La non-violence est certes abstention,
mais cette abstention exige elle-même l'action.

Jean-Marie Muller

    

 Jean-Marie MULLER - Ecrits et publications
 

 

 

 

Le principe de non-violence : parcours philosophique

Jean-Marie Muller, Ed. Desclée de Brouwer, 1995, 323 p.
 

L'ambition de ce livre est de fonder le concept philosophique de non-violence.

La recherche entreprise par Jean-Marie Muller il y a quelque trente ans trouve dans cette étude ne sorte d'aboutissement. Il exprime ici sa conviction que le véritable débat sur la non-violence n'a pas encore eu lieu et qu'il ne peut s'ouvrir que par une "dispute" philosophique qui permette de récuser une fois pour toutes l'idéologie de la violence nécessaire, légitime et honorable.

Pour la première fois, la non-violence est présentée dans toutes ses dimensions, éthique, culturelle, stratégique et politique. Jamais auparavant, on n'en avait rendu compte d'une manière aussi magistrale et complète.

Présentation de l'ouvrage par Alain Refalo (In Cahiers de la Réconciliation, décembre 1997)

Dans la foulée de ses ouvrages sur Simone Weil et sur la pensée de Gandhi (aux éditions Desclée de Brouwer), Jean-Marie Muller nous offre avec Le principe de non-violence une large perspective philosophique qui ouvre des voies d'avenir au concept de non-violence.

La philosophie de la non-violence, c'est d'abord un regard porté sur la violence et par conséquent une critique radicale des justifications de la violence. La délégitimation de la violence fonde le concept de non-violence. La violence est un "engrenage", un "enchaînement" ; elle "crée elle-même sa propre fatalité". Elle ne permet d'éliminer la violence des hommes déraisonnables. C'est pourquoi l'auteur n'a de cesse de démontrer que répondre à la violence par la violence est la contradiction essentielle dont il nous faut sortir. Si nous voulons résister efficacement à la violence, il est impératif de "s'abstenir soi-même de venir la renforcer".

Avant d'être un principe de résistance à l'injustice, la non-violence est d'abord une attitude envers l'autre qui implique bienveillance et bonté. C'est un concept universel qui touche donc à la culture, l'éducation, la gestion de la société et la résolution des conflits. La non-violence est une "sagesse pratique" qui donne sens à la vie et à l'histoire des hommes. Jean-Marie Muller montre qu'elle est le "principe" même de la philosophie. En philosophe et en militant, il définit la non-violence comme une morale, une pratique et une culture qui peuvent inspirer la vie de tout homme car elle correspond à son exigence la plus profonde.

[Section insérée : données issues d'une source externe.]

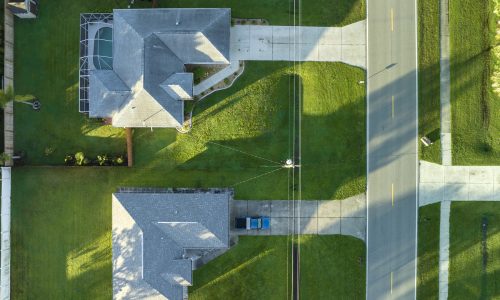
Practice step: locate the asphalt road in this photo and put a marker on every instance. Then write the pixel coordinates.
(392, 149)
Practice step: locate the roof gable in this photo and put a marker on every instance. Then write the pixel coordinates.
(150, 233)
(150, 50)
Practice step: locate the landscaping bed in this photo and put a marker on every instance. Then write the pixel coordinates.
(428, 252)
(474, 250)
(475, 107)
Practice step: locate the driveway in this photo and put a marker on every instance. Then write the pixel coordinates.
(324, 217)
(300, 43)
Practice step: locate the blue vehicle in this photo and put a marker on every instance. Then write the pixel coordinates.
(253, 223)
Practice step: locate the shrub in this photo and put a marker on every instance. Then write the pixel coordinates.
(79, 158)
(102, 160)
(118, 160)
(69, 160)
(4, 157)
(49, 150)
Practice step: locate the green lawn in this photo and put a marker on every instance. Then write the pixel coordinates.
(469, 278)
(428, 252)
(65, 252)
(475, 109)
(61, 216)
(332, 267)
(239, 134)
(428, 78)
(257, 267)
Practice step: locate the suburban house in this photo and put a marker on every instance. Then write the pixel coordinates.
(133, 62)
(26, 9)
(159, 237)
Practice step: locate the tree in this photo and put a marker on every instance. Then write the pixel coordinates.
(8, 95)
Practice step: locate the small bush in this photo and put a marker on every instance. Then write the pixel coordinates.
(118, 160)
(79, 158)
(102, 160)
(69, 160)
(49, 150)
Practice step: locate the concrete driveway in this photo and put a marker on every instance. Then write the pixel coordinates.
(324, 217)
(300, 43)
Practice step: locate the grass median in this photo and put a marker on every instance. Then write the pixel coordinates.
(428, 79)
(428, 252)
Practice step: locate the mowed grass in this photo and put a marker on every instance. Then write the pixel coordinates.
(428, 79)
(332, 267)
(239, 134)
(245, 131)
(428, 252)
(475, 109)
(65, 253)
(257, 267)
(50, 70)
(474, 275)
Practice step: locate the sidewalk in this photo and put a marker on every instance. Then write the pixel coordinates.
(454, 183)
(8, 68)
(323, 217)
(300, 43)
(466, 183)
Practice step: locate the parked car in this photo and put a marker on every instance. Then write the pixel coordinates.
(252, 223)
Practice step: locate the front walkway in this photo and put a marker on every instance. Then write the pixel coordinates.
(8, 80)
(211, 81)
(324, 217)
(300, 43)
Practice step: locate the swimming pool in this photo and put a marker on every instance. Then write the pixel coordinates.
(103, 48)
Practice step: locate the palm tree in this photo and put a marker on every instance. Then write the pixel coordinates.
(8, 95)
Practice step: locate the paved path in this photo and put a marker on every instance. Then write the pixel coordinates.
(287, 43)
(8, 112)
(392, 149)
(5, 234)
(454, 183)
(216, 78)
(324, 217)
(448, 183)
(445, 85)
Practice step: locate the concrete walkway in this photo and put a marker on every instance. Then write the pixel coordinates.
(454, 183)
(465, 183)
(324, 217)
(445, 85)
(216, 78)
(8, 71)
(287, 43)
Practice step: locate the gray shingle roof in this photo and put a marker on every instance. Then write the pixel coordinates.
(151, 46)
(150, 233)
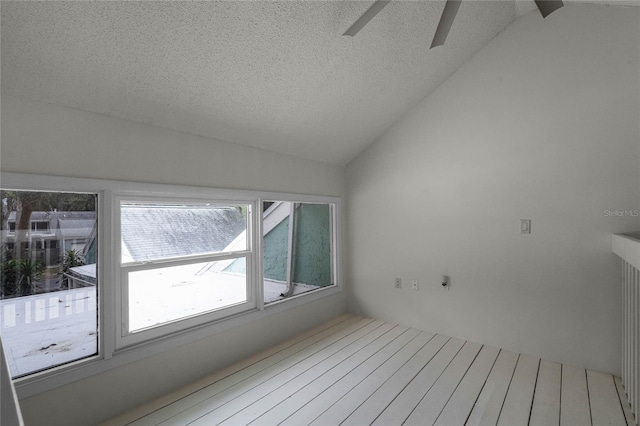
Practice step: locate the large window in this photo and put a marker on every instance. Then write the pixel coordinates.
(182, 263)
(96, 274)
(48, 297)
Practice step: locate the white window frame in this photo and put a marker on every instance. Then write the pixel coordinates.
(124, 336)
(109, 354)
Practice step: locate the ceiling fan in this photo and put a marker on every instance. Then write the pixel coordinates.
(446, 20)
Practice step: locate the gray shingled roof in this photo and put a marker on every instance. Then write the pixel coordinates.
(150, 232)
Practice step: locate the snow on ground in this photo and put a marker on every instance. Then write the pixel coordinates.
(50, 329)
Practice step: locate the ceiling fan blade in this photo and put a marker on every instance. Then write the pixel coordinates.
(546, 7)
(446, 21)
(376, 7)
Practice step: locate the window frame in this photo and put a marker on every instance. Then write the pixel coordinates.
(124, 337)
(109, 354)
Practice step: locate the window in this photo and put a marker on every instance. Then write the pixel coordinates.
(297, 248)
(45, 322)
(133, 269)
(182, 263)
(40, 226)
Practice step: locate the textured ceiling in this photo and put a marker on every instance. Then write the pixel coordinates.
(275, 75)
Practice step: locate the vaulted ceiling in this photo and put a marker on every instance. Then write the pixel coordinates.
(275, 75)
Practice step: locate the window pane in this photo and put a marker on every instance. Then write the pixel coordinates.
(153, 231)
(296, 260)
(161, 295)
(48, 298)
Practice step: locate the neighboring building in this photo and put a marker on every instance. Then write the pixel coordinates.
(52, 233)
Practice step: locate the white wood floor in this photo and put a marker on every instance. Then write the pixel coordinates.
(358, 371)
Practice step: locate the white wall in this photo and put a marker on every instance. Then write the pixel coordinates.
(544, 124)
(50, 139)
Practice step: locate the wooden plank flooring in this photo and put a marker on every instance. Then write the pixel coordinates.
(358, 371)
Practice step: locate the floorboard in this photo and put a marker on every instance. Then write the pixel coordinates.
(359, 371)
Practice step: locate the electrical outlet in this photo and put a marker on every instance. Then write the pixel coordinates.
(444, 283)
(398, 282)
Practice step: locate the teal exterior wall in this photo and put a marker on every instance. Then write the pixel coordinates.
(90, 257)
(312, 248)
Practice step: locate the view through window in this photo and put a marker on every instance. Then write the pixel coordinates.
(181, 260)
(297, 248)
(48, 279)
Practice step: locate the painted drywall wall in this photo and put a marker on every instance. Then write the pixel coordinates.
(50, 139)
(542, 124)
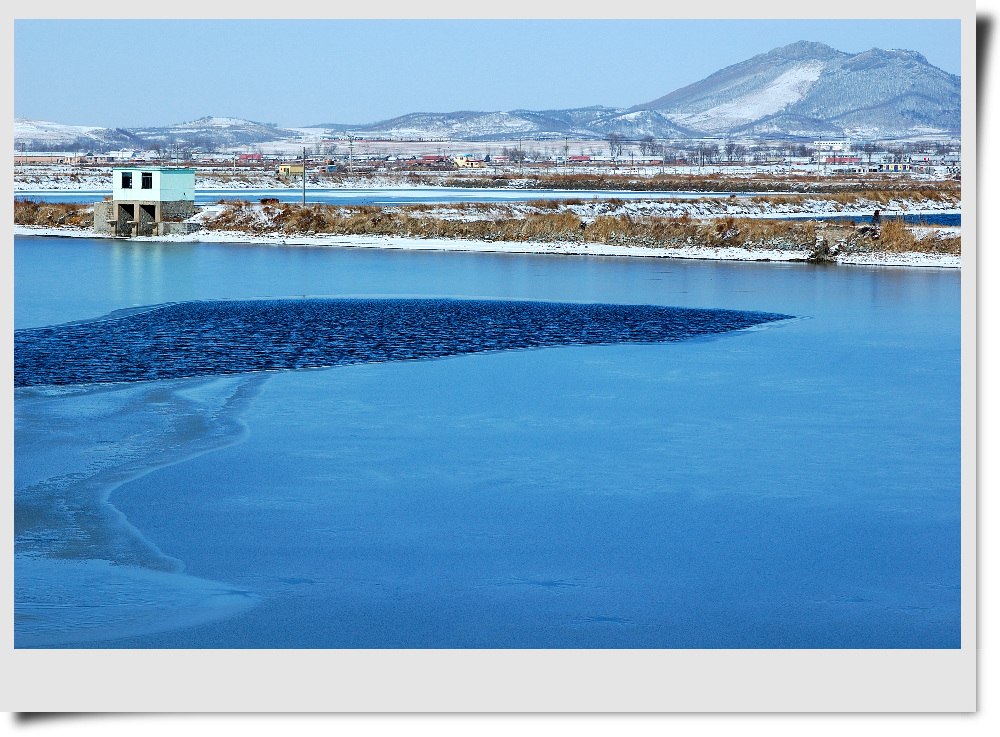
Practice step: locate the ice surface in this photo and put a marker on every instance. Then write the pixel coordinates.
(795, 485)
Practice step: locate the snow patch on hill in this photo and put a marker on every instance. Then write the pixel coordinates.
(788, 88)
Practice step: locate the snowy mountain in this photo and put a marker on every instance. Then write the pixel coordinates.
(588, 122)
(207, 133)
(42, 135)
(804, 90)
(214, 133)
(812, 90)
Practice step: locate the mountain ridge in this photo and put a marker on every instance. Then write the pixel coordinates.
(801, 90)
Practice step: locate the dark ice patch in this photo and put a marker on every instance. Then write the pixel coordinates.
(228, 337)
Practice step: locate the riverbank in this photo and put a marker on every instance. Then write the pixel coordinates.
(579, 248)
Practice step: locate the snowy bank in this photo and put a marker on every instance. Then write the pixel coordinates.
(524, 247)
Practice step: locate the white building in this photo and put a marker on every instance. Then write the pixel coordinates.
(146, 200)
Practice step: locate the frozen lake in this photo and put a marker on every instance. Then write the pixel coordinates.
(790, 485)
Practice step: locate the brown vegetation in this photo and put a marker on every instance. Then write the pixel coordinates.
(805, 236)
(49, 214)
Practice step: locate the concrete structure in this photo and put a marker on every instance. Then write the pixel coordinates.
(147, 200)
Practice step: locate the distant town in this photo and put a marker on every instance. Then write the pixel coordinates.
(936, 159)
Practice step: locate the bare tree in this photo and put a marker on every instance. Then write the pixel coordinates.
(616, 145)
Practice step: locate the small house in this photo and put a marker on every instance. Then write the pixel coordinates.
(147, 200)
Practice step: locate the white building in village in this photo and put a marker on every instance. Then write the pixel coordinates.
(147, 200)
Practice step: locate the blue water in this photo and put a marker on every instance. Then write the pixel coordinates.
(388, 196)
(790, 485)
(446, 195)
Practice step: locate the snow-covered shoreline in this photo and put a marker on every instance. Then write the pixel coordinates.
(519, 247)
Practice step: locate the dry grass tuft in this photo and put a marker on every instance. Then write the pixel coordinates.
(49, 214)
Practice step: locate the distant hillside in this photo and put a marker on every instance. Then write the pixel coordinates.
(812, 90)
(805, 90)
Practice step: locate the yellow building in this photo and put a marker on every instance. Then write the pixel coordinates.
(467, 162)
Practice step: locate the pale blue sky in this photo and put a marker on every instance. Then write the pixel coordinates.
(294, 73)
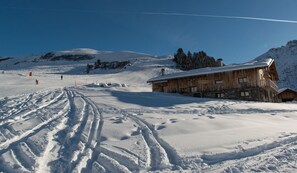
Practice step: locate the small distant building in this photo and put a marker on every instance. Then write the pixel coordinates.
(287, 94)
(253, 80)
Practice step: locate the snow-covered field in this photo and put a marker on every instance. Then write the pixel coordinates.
(81, 124)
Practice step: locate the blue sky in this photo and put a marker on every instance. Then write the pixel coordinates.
(234, 30)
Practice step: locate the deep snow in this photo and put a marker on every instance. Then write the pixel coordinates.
(76, 125)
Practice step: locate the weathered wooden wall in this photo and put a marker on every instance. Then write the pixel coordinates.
(206, 85)
(288, 95)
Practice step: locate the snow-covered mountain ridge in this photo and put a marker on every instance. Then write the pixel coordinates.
(286, 63)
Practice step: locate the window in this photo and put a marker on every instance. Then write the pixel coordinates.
(193, 89)
(242, 80)
(218, 82)
(244, 94)
(220, 95)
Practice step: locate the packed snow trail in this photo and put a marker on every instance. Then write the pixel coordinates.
(61, 130)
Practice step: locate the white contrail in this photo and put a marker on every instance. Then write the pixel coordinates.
(226, 17)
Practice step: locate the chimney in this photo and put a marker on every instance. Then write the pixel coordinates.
(220, 62)
(162, 71)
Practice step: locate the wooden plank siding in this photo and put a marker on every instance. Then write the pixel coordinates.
(288, 95)
(252, 83)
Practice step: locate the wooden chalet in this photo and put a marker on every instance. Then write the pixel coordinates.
(287, 94)
(253, 80)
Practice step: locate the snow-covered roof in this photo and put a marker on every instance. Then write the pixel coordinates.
(212, 70)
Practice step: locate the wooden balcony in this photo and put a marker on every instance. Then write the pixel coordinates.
(268, 83)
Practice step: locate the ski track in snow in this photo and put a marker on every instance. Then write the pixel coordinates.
(60, 131)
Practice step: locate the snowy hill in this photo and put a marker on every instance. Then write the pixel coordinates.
(74, 62)
(286, 63)
(110, 121)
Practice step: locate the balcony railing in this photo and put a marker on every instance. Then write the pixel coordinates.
(268, 83)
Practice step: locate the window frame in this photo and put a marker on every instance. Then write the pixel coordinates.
(244, 93)
(218, 82)
(242, 80)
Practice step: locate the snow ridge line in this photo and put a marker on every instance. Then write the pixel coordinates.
(222, 157)
(111, 162)
(93, 140)
(44, 160)
(159, 157)
(71, 155)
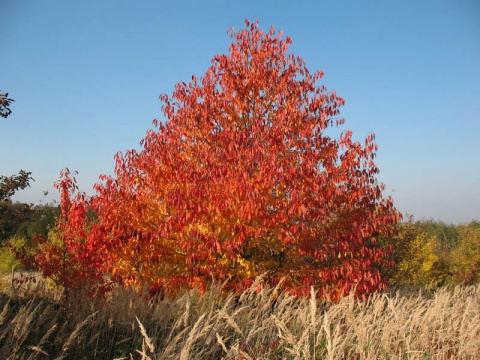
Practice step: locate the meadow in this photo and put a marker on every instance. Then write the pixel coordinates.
(261, 323)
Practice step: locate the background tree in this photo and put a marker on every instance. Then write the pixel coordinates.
(5, 103)
(11, 184)
(414, 254)
(465, 259)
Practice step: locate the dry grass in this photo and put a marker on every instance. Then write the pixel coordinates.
(267, 324)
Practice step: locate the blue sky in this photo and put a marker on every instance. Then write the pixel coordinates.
(86, 76)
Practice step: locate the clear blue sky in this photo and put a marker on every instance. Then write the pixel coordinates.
(86, 76)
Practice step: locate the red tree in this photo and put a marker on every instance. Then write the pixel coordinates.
(243, 179)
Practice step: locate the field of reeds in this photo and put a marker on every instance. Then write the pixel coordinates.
(262, 324)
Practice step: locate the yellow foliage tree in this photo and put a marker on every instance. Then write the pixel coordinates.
(414, 256)
(465, 263)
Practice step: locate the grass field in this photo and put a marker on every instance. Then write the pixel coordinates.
(265, 324)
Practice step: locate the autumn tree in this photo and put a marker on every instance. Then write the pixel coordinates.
(414, 254)
(243, 178)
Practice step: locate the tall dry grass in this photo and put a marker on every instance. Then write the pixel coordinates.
(264, 324)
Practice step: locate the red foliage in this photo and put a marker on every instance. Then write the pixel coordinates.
(242, 179)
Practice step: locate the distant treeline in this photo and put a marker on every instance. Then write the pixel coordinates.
(434, 253)
(425, 252)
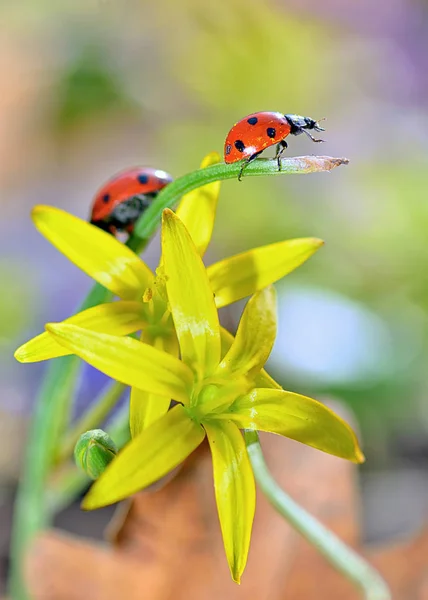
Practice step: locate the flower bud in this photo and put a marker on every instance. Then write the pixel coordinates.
(94, 451)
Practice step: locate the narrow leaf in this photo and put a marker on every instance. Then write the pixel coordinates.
(146, 408)
(235, 492)
(147, 458)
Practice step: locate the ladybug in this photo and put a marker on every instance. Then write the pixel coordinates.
(120, 202)
(254, 133)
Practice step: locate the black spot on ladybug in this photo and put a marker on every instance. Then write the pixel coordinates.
(143, 179)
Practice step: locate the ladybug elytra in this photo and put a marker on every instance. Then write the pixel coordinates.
(120, 202)
(251, 135)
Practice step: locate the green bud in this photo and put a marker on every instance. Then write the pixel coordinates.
(94, 451)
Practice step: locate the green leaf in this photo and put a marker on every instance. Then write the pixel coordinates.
(147, 458)
(115, 318)
(297, 417)
(96, 252)
(197, 208)
(244, 274)
(235, 492)
(127, 360)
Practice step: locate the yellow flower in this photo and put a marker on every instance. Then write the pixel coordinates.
(217, 394)
(143, 305)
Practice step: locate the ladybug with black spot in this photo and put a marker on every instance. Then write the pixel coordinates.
(250, 136)
(123, 199)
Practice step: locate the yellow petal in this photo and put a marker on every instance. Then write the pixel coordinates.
(127, 360)
(243, 274)
(263, 379)
(197, 208)
(146, 458)
(255, 336)
(190, 297)
(115, 318)
(96, 252)
(297, 417)
(145, 408)
(235, 491)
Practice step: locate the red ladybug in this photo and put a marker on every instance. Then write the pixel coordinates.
(253, 134)
(120, 202)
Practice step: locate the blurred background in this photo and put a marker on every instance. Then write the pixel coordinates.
(88, 88)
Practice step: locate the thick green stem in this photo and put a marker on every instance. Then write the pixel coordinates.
(91, 418)
(52, 406)
(172, 193)
(343, 558)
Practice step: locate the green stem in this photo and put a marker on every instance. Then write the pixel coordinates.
(52, 405)
(343, 558)
(91, 418)
(172, 193)
(70, 481)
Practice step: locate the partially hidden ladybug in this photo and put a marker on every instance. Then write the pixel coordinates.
(120, 202)
(251, 135)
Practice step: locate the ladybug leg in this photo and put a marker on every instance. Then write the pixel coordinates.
(280, 149)
(247, 162)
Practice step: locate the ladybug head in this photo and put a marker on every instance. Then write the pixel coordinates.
(300, 125)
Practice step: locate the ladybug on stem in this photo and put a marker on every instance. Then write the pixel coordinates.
(120, 202)
(251, 135)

Philosophie et stratégie sont donc étroitement mêlées. "La philosophie de la non-violence, affirme l'auteur, n'est intelligible qu'à travers l'expérience de l'action non-violente". La non-violence implique en effet une "attitude responsable dans l'histoire" qui nous invite à rechercher des moyens d'action cohérents avec la fin poursuivie, c'est-à-dire qui "portent en eux-mêmes la réalisation effective de la fin poursuivie". Ainsi l'auteur expose les principes de non-coopération et de désobéissance civile qui fondent la stratégie de l'action non-violente.

Le principe de non-violence s'applique au domaine politique, car l'un de ses enjeux est de concevoir une alternative aux doctrines qui légitiment la violence dans l'organisation et la gestion de la société. L'auteur plonge au cœur des philosophies qui ont influencé des acteurs et les pratiques politiques depuis des siècles. Il en démonte la logique qui tend systématiquement à légitimer la violence la plus cruelle (Machiavel), à honorer les vertus de la guerre (Hegel) et à montrer qu'un action politique responsable ne peut se concevoir sans l'utilisation de la violence (Weber). Mais il remonte également aux sources de notre civilisation, c'est-à-dire à la pensée grecque, pour mettre en évidence les éléments d'une pratique citoyenne et non-violente de la politique, fondée sur la parole, la discussion et une force de contrainte sans violence. Il démontre ainsi que s'il faut rompre avec tout ce qui dans nos traditions légitime la violence, il est essentiel de rester fidèle à ces "pierres d'attente sur lequelles nous pouvons fonder une sagesse de non-violence".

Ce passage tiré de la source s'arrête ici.